Assumptions errors	Using false/unrealistic assumptions. Assuming that the cost of resistance is the same across all antibiotics regardless of antibiotic class and the sector of care/assuming that there is a linear relationship between prescribing and resistance; however, in practice, the impact will be lagged, and there may be a nonlinear relationship [32]. Assuming patients received all required/necessary treatments; however, patients may not receive all for various reasons, including disease progression and personal choice [56]. Antibiotics used to treat other Gram-positive and Gram-negative pathogens were assumed to be similar between both groups [55]. Assumed a general medicine ward set up with 20 single bedrooms, which may not be the configuration of all general medicine wards [47]. The assumption is that patients in the treatment completion state have the same health characteristics as the general population [57]. The use of resources in the clinical trial may not represent the actual clinical practice since clinical trials are conducted in a selected population that meets the inclusion and exclusion criteria [58]. Using simplification compared to routine practice: all patients are treated with piperacillin/tazobactam, or all patients are treated with ertapenem [30]. Using unproven assumptions about the mechanism of disease progression [23]. Using a higher number of assumptions [57].

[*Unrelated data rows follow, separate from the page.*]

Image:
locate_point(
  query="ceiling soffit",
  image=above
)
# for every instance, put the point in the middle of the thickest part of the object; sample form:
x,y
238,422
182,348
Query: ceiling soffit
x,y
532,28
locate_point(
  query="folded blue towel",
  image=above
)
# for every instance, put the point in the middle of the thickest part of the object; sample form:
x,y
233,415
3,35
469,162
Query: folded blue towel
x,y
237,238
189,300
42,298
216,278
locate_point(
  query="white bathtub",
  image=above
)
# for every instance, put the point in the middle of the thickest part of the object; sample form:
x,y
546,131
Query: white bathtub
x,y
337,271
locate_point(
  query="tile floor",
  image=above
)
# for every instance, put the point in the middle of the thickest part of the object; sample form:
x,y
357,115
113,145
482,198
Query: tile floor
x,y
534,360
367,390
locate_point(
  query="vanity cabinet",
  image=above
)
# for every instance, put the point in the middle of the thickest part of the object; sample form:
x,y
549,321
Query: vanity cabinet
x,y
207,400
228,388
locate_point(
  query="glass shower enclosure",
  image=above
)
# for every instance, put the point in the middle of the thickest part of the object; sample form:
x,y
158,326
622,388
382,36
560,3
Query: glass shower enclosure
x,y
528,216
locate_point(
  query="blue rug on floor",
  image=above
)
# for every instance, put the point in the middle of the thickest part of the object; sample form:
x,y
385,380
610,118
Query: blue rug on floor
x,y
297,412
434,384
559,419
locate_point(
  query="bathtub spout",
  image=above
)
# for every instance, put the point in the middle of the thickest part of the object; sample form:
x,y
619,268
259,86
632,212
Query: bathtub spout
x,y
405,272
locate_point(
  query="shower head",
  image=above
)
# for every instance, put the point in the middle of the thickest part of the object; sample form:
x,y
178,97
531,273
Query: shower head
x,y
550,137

Errors in cost estimation	Direct cost. limited to the cost of pharmaceutical treatments and the administration of those treatments, not taking into consideration the cost of treating other sequelae of castration-resistant prostate cancer, such as pain, spinal cord compression, or palliative care [56]. Only productivity loss was included, direct cost was missing [25]. Costs associated with prolonged hospitalization due to nephrotoxicity were ignored [35]. Direct nonmedical cost was not included [26,59]. The cost of monitoring vancomycin plasma levels is not included, which is necessary to obtain optimal results with this treatment/treatment costs of adverse reaction outcomes for both products, which could influence the global decision-making process [60]. The cost of treatment-related adverse events was not accounted for in the analysis [45]. Hospitalization costs have not been adjusted for inflation over the ten years [31]. Indirect cost. Did not consider indirect costs [35,59,61,62]. Costs of productivity loss were not considered [42,63,64]. The cost of welfare services was not included [44]. Not considering the additional costs associated with human and health resources of implementing approaches/future health costs associated with improved survival are omitted [49].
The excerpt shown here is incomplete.